La historia de la emigración china a Cuba comenzó en 1847, cuando un grupo de hombres provenientes del sur de China, especialmente de la provincia de Guangdong, cruzó mares lejanos para llegar a una isla caribeña que, hasta entonces, les era desconocida. Venían bajo contratos de trabajo que prometían sustento y salario, pero que pronto revelarían una realidad mucho más dura.
Cuba, en pleno auge azucarero, necesitaba mano de obra para sus plantaciones. El tráfico de esclavos africanos se reducía bajo la presión internacional, y los hacendados hallaron una solución en la importación de trabajadores chinos —los llamados culíes— atados a contratos de ocho años. Sobre el papel no eran esclavos; en la práctica, sus vidas quedaban marcadas por jornadas interminables, abusos físicos, restricciones de libertad y engaños desde el reclutamiento.
Entre 1850 y 1874, decenas de miles de chinos desembarcaron en La Habana y otros puertos cubanos. Fueron enviados a los cañaverales, a la construcción del ferrocarril, al tabaco y al café. Las duras condiciones laborales, la soledad en tierra extraña y la travesía transoceánica dejaron un saldo de enfermedades, suicidios y rebeliones, pero también de resistencia y adaptación.
El eco de los abusos llegó pronto a oídos del Imperio Chino. Diplomáticos, misioneros y observadores internacionales denunciaron lo que consideraban una esclavitud disfrazada de contrato laboral. Ante la presión interna y externa, la dinastía Qing envió en 1873 una comisión oficial de investigación encabezada por Chen Lan-bin, acompañado por A. Macpherson y A. Huber, con la misión de verificar las condiciones de vida de los colonos y dialogar con las autoridades españolas.
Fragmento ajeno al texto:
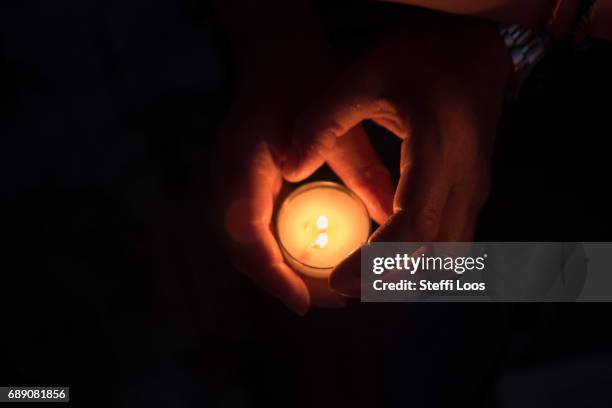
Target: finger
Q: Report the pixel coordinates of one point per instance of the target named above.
(421, 194)
(356, 162)
(263, 263)
(248, 224)
(419, 202)
(350, 102)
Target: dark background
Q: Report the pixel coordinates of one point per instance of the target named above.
(112, 281)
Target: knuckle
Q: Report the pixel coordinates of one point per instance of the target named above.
(427, 223)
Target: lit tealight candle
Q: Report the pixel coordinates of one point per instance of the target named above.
(319, 225)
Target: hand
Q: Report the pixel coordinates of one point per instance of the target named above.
(248, 175)
(439, 87)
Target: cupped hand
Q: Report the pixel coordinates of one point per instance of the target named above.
(248, 178)
(439, 87)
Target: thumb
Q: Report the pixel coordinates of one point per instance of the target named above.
(318, 129)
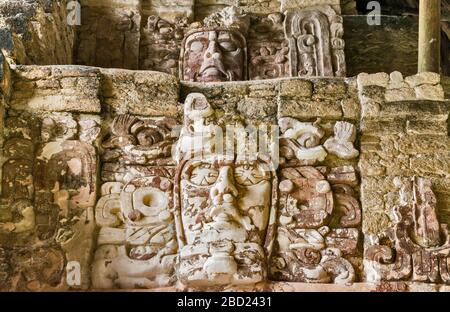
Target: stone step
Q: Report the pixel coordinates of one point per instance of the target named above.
(445, 81)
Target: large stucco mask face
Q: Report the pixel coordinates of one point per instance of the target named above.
(210, 55)
(224, 205)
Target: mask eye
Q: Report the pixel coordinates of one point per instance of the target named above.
(248, 174)
(227, 46)
(203, 175)
(196, 46)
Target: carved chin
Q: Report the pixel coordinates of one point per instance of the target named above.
(212, 74)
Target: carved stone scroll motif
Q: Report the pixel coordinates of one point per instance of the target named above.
(418, 246)
(137, 245)
(315, 42)
(139, 141)
(300, 142)
(268, 49)
(224, 208)
(318, 225)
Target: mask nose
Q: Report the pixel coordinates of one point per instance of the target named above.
(224, 191)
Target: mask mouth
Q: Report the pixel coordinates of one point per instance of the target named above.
(212, 73)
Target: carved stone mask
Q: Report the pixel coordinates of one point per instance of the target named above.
(224, 208)
(214, 55)
(225, 200)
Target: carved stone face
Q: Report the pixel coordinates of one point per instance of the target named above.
(225, 200)
(225, 208)
(214, 55)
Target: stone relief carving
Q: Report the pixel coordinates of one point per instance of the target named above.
(216, 50)
(224, 211)
(417, 247)
(137, 245)
(268, 49)
(341, 144)
(318, 224)
(315, 42)
(300, 142)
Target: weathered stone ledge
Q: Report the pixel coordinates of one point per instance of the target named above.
(356, 287)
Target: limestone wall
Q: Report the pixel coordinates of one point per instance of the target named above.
(36, 32)
(80, 140)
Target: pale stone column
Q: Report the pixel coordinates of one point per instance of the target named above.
(429, 35)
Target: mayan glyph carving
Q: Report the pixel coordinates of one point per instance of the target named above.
(315, 42)
(417, 246)
(341, 144)
(224, 203)
(51, 178)
(139, 141)
(267, 47)
(318, 225)
(217, 50)
(300, 142)
(137, 245)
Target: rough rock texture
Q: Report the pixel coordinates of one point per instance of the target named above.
(108, 182)
(36, 32)
(109, 34)
(56, 88)
(407, 137)
(139, 92)
(367, 46)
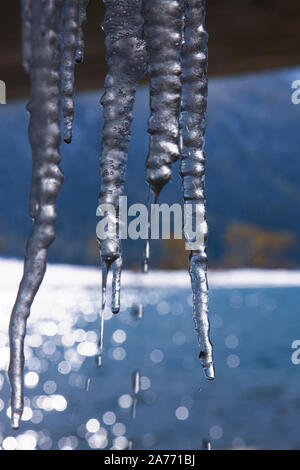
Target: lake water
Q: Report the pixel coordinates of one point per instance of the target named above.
(254, 401)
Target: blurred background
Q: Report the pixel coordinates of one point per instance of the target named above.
(253, 195)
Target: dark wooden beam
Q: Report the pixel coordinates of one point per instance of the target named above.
(245, 36)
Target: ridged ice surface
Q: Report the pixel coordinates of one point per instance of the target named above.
(126, 60)
(175, 51)
(51, 32)
(80, 39)
(71, 25)
(26, 33)
(163, 25)
(73, 49)
(163, 29)
(45, 139)
(192, 168)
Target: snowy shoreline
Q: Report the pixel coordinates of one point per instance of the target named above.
(67, 275)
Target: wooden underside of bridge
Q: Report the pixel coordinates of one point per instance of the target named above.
(245, 36)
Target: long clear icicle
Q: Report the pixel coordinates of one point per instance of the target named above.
(126, 60)
(163, 25)
(73, 47)
(83, 4)
(26, 33)
(192, 168)
(45, 139)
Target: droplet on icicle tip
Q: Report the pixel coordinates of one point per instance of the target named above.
(206, 444)
(208, 368)
(15, 420)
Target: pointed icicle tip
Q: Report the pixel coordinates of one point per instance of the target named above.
(209, 371)
(15, 420)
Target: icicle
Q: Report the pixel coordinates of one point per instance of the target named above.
(126, 59)
(152, 199)
(130, 445)
(206, 444)
(193, 123)
(26, 6)
(80, 41)
(70, 39)
(75, 14)
(105, 269)
(163, 19)
(163, 25)
(45, 139)
(136, 380)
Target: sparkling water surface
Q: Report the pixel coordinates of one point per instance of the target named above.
(72, 404)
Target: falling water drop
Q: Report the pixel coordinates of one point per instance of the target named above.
(206, 444)
(70, 32)
(80, 41)
(136, 383)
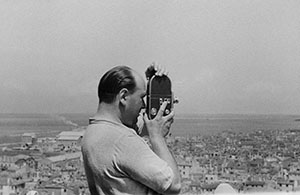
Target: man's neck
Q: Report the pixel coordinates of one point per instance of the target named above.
(109, 112)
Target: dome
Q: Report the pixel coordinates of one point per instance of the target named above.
(225, 188)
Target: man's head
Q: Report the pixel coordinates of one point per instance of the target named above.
(113, 81)
(125, 88)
La comisión llegó a La Habana en marzo de 1874 y recorrió zonas con gran concentración de inmigrantes: Matanzas, Cárdenas, Colón, Sagua, Cienfuegos, Guanajay y Guanabacoa. Visitaron plantaciones, barracones, prisiones y hospitales, entrevistando a cientos de trabajadores chinos que relataron reclutamientos fraudulentos, castigos físicos y jornadas extenuantes. Muchos mostraron cicatrices y mutilaciones como prueba de la violencia sufrida.
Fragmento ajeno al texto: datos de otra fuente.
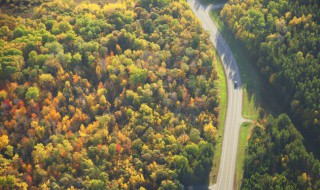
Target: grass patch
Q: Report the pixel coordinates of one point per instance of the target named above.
(242, 144)
(222, 86)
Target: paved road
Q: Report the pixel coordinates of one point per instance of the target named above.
(233, 118)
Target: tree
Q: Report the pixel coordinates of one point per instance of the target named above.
(32, 93)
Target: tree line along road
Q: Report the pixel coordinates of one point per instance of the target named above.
(234, 108)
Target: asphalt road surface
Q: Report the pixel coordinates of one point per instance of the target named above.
(233, 118)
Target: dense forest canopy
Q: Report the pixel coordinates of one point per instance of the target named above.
(109, 96)
(284, 37)
(276, 158)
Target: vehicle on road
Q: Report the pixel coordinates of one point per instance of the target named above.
(235, 84)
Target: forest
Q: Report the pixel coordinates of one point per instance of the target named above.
(284, 39)
(105, 96)
(277, 159)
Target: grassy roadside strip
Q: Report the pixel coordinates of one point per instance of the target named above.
(222, 86)
(242, 144)
(249, 77)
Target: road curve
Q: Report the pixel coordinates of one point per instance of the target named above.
(234, 117)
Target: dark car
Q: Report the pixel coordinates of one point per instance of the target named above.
(235, 84)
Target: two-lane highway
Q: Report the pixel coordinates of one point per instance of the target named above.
(234, 117)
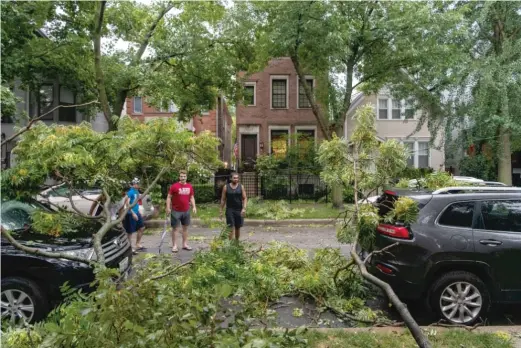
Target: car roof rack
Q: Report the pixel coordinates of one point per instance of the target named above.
(477, 189)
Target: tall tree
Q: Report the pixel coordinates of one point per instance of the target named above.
(476, 89)
(186, 52)
(347, 45)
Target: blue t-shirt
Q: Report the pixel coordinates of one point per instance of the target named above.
(133, 194)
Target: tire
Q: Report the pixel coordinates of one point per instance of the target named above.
(460, 297)
(13, 288)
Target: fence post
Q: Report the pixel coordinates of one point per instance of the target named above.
(327, 194)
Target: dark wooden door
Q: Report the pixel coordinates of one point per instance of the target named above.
(249, 147)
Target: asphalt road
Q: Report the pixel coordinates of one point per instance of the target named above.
(309, 238)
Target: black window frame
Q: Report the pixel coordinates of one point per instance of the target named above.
(480, 223)
(280, 96)
(445, 209)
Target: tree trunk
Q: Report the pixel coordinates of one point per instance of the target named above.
(505, 157)
(100, 80)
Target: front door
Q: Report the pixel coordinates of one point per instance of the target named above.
(248, 147)
(497, 242)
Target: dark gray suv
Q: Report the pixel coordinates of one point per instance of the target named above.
(462, 254)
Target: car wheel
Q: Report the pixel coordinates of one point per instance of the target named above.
(460, 297)
(22, 300)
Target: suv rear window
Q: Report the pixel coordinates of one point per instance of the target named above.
(501, 215)
(458, 215)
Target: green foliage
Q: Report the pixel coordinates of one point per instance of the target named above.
(405, 211)
(189, 306)
(478, 166)
(204, 193)
(8, 103)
Aunque las autoridades españolas permitieron la investigación, impusieron restricciones: las visitas debían notificarse con antelación y, en algunos casos, los hacendados intentaron ocultar las peores condiciones. Aun así, la comisión recopiló evidencia suficiente para elaborar un informe contundente que confirmó la magnitud de los abusos.
Las conclusiones generaron gran presión diplomática. En 1877, China y España firmaron un tratado que prohibió el reclutamiento forzado, creó un consulado chino en La Habana para proteger a los inmigrantes y ofreció la repatriación voluntaria a quienes desearan regresar a China.
Este episodio marcó un punto de inflexión: puso fin a la trata de culíes hacia Cuba y abrió una etapa de mayor vigilancia internacional sobre las condiciones laborales en el Caribe, dejando un legado que aún forma parte de la memoria histórica de la emigración china.